Jason Novotny said:
Hi,
I'm trying to create a listbox using <select> HTML tags that can do
a form submit when an option in the list is selected. So far this works,
function MySelectSubmit() {
document.myform.submit();
}
with HTML:
<form name="myform" method="post" action="myselect">
<select name='myselect' size='1' onChange='MySelectSubmit()'>
<option value='hi' selected='selected' >Hello</option>
<option value='bye'>Goodbye</option>
</select>
</form>
Now my question is how can I make the javascript method general enough
so I can pass in any form so that it does not have to refere to "myform"

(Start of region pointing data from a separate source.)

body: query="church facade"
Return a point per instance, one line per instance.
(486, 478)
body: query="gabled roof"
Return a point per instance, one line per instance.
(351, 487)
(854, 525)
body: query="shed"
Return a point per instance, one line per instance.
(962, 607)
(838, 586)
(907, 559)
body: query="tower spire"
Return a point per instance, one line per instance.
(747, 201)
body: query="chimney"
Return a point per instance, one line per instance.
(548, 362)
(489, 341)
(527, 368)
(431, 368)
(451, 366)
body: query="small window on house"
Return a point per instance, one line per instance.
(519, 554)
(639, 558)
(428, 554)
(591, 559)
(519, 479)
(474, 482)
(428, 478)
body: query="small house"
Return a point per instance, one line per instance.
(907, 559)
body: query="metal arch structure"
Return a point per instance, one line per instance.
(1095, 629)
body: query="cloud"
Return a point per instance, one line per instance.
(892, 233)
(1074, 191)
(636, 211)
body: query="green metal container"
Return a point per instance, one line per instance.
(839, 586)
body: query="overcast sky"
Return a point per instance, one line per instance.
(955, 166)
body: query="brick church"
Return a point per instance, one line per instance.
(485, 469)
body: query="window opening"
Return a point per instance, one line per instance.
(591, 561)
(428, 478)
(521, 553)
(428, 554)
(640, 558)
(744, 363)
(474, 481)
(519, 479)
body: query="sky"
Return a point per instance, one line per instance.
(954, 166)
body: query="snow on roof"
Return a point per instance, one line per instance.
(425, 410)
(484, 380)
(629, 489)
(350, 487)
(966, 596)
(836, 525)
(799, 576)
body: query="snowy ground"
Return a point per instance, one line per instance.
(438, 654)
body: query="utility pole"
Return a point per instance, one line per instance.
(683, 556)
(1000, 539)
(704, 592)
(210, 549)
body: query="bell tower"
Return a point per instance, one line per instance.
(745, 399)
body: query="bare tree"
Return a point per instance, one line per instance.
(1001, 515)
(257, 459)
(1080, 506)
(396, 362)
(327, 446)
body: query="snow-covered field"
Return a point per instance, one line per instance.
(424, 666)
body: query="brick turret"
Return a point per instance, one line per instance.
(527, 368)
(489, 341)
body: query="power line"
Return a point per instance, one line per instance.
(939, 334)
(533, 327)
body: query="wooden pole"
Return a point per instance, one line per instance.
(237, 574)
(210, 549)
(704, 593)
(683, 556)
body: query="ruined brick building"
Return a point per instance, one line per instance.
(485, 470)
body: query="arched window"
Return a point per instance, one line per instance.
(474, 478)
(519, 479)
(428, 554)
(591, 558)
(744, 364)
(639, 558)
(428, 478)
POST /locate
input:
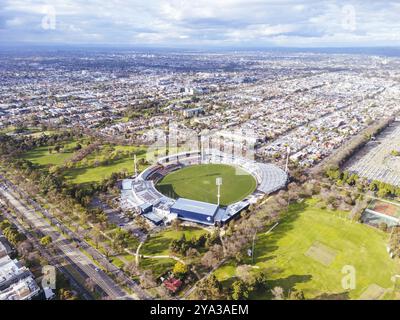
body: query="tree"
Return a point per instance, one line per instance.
(244, 272)
(240, 290)
(46, 240)
(296, 295)
(278, 293)
(213, 256)
(132, 268)
(180, 269)
(209, 288)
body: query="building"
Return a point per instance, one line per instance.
(195, 211)
(24, 289)
(189, 113)
(11, 271)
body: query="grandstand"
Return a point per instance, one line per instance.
(141, 192)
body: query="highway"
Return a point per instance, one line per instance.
(70, 252)
(139, 293)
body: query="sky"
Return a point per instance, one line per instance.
(202, 23)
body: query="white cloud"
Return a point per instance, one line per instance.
(203, 22)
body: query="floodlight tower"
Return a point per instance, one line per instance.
(218, 182)
(135, 164)
(287, 158)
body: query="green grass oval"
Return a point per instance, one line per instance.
(197, 182)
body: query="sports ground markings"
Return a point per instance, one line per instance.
(321, 253)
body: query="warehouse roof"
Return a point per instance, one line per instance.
(198, 207)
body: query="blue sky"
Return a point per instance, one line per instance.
(176, 23)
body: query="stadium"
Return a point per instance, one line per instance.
(183, 186)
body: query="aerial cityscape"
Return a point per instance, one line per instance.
(189, 172)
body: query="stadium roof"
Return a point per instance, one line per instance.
(198, 207)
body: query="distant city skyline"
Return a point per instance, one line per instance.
(204, 23)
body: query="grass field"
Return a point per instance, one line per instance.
(308, 250)
(89, 171)
(198, 183)
(41, 155)
(158, 244)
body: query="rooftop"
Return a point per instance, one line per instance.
(198, 207)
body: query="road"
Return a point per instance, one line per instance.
(55, 261)
(70, 252)
(139, 293)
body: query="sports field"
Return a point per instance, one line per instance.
(308, 250)
(198, 183)
(41, 155)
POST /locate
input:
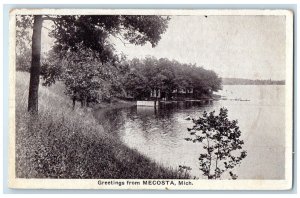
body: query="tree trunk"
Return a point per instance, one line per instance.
(35, 65)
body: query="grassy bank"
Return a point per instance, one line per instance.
(66, 143)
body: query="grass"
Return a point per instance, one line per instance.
(66, 143)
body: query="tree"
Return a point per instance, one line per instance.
(221, 142)
(92, 32)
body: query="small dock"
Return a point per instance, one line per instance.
(152, 103)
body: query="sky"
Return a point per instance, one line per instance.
(251, 47)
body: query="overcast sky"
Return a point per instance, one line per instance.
(233, 46)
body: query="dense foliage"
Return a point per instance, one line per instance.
(151, 73)
(73, 33)
(221, 142)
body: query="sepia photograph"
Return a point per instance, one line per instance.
(151, 99)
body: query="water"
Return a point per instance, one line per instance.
(159, 134)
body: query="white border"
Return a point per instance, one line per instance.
(198, 184)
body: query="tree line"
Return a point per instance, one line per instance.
(166, 75)
(84, 58)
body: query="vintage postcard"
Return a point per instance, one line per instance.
(151, 99)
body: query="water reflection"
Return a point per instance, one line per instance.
(159, 132)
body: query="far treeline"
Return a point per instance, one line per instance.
(85, 60)
(241, 81)
(88, 80)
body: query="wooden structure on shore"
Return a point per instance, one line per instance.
(153, 103)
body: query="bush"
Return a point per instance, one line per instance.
(221, 142)
(61, 143)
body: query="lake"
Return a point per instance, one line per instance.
(159, 133)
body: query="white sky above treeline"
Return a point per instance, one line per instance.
(250, 47)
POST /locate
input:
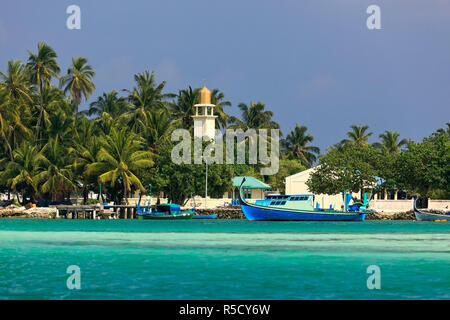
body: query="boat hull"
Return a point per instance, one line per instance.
(262, 214)
(164, 217)
(426, 216)
(207, 216)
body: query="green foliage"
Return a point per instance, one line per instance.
(50, 150)
(295, 146)
(351, 167)
(287, 167)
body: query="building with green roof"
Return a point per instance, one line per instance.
(252, 189)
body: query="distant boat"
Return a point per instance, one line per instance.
(165, 211)
(202, 216)
(428, 216)
(294, 208)
(205, 216)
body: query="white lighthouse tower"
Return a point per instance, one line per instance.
(204, 118)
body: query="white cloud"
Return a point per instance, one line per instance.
(317, 87)
(3, 34)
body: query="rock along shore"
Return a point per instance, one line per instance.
(222, 213)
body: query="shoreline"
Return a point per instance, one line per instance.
(222, 214)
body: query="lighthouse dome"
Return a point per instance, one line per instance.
(205, 96)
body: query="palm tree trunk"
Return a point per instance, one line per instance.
(76, 118)
(40, 111)
(11, 157)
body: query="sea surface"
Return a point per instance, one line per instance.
(223, 259)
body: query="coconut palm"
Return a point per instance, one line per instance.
(121, 156)
(358, 135)
(254, 116)
(85, 151)
(217, 98)
(54, 170)
(147, 93)
(445, 130)
(15, 81)
(295, 145)
(59, 127)
(182, 108)
(146, 97)
(9, 120)
(157, 129)
(110, 103)
(78, 81)
(390, 143)
(20, 173)
(42, 67)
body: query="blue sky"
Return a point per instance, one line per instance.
(312, 62)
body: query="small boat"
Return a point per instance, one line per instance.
(202, 216)
(205, 216)
(428, 216)
(165, 211)
(295, 208)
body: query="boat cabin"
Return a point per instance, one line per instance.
(167, 208)
(297, 201)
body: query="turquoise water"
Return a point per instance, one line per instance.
(223, 259)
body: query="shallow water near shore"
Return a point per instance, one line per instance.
(223, 259)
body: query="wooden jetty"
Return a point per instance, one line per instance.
(96, 211)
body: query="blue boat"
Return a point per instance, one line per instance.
(296, 208)
(205, 216)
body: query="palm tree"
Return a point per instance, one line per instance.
(6, 114)
(217, 98)
(54, 170)
(58, 126)
(358, 135)
(147, 93)
(21, 171)
(295, 145)
(109, 103)
(78, 81)
(86, 149)
(389, 142)
(146, 97)
(254, 116)
(445, 130)
(42, 67)
(121, 157)
(15, 81)
(183, 108)
(157, 129)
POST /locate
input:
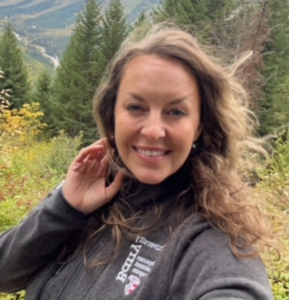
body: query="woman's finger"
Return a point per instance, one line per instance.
(115, 186)
(91, 150)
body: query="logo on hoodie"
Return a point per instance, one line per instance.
(131, 284)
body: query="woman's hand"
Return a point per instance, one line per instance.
(84, 187)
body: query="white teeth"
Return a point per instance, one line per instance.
(150, 153)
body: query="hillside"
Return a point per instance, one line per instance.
(45, 26)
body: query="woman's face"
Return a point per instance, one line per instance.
(157, 117)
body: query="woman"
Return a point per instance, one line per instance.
(156, 207)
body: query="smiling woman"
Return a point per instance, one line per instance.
(154, 132)
(156, 209)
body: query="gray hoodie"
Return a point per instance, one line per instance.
(195, 262)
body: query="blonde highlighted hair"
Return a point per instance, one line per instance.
(220, 195)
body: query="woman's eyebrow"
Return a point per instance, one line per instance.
(175, 101)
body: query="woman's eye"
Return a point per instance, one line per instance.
(134, 107)
(177, 112)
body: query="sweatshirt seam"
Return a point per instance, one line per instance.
(69, 208)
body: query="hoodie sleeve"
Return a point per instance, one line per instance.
(37, 240)
(204, 268)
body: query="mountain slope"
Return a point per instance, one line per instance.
(49, 24)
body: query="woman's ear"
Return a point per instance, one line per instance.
(198, 132)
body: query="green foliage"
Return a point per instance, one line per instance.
(275, 186)
(42, 94)
(29, 167)
(197, 16)
(77, 78)
(274, 108)
(11, 63)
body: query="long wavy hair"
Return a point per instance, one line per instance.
(217, 184)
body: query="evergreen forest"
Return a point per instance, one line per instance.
(45, 121)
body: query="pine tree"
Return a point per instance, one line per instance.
(274, 108)
(114, 29)
(11, 62)
(141, 19)
(78, 76)
(42, 94)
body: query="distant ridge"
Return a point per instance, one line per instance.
(49, 23)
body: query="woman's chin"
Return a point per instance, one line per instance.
(152, 180)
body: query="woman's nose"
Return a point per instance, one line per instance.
(153, 128)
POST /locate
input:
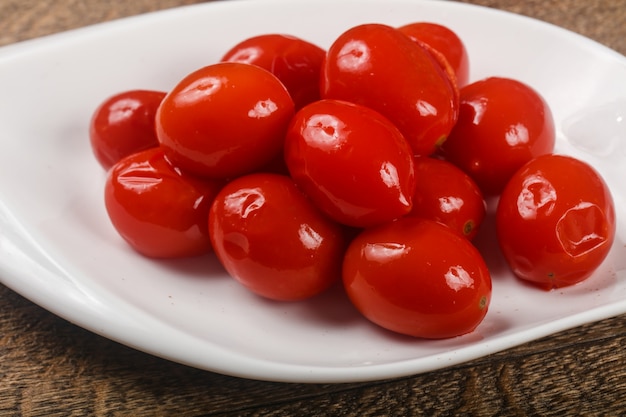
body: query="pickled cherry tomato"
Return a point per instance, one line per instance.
(273, 240)
(555, 221)
(124, 124)
(417, 277)
(351, 161)
(503, 123)
(224, 120)
(379, 67)
(296, 62)
(444, 193)
(444, 40)
(159, 210)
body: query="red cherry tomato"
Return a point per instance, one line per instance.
(379, 67)
(296, 62)
(555, 221)
(503, 123)
(444, 40)
(124, 124)
(351, 161)
(273, 240)
(160, 211)
(417, 277)
(224, 120)
(446, 194)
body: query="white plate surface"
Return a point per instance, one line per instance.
(58, 248)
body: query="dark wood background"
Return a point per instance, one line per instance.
(49, 367)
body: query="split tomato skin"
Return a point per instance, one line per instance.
(159, 210)
(296, 62)
(555, 221)
(503, 123)
(417, 277)
(124, 124)
(446, 194)
(273, 240)
(352, 162)
(224, 120)
(379, 67)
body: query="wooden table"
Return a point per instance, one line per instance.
(49, 367)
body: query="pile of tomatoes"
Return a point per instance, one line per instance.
(368, 163)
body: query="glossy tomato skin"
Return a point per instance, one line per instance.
(378, 66)
(273, 240)
(224, 120)
(444, 40)
(351, 161)
(503, 123)
(124, 124)
(417, 277)
(296, 62)
(555, 221)
(159, 210)
(446, 194)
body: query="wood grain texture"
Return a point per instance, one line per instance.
(49, 367)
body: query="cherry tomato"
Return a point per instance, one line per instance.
(351, 161)
(448, 195)
(555, 221)
(159, 210)
(296, 62)
(224, 120)
(124, 124)
(379, 67)
(444, 40)
(273, 240)
(417, 277)
(503, 123)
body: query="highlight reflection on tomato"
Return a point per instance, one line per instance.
(446, 194)
(224, 120)
(417, 277)
(555, 221)
(294, 61)
(503, 123)
(351, 161)
(159, 210)
(379, 67)
(124, 124)
(273, 240)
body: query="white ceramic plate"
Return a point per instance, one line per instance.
(58, 249)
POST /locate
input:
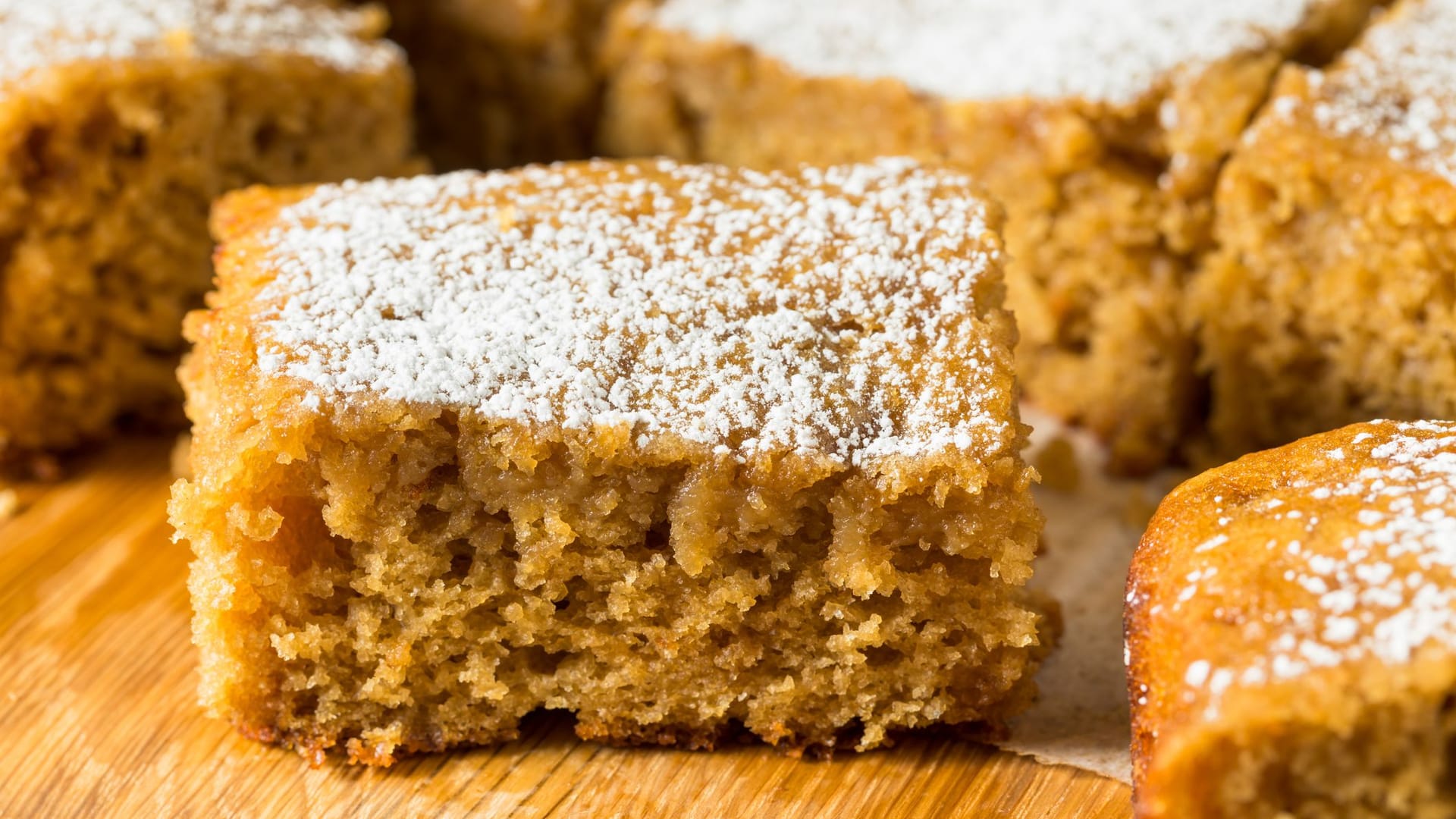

in the body. I tried the following but it doesn't work:
function MySelectSeubmit( aform ) {
document.aform.submit();
}
Only the first component of a dot-notation identifier may be a
variable. If aform is a variable containing the name of the
form, you can use:
document.forms[aform].submit();
but it would be even simpler to pass a reference to the form,
instead of its name. You would pass it with:
onChange='MySelectSubmit(this.form)'
Note that "this.form" is exactly what you would use. Don't
replace any part of it with your own names. It's a built-in
reference to the form that contains the form element that the
event handler belongs to.
Then your function would look like:
function MySelectSubmit( aform ) {
aform.submit();
}
Since "aform" is now a reference directly to the form, you
don't need to qualify it with the document reference.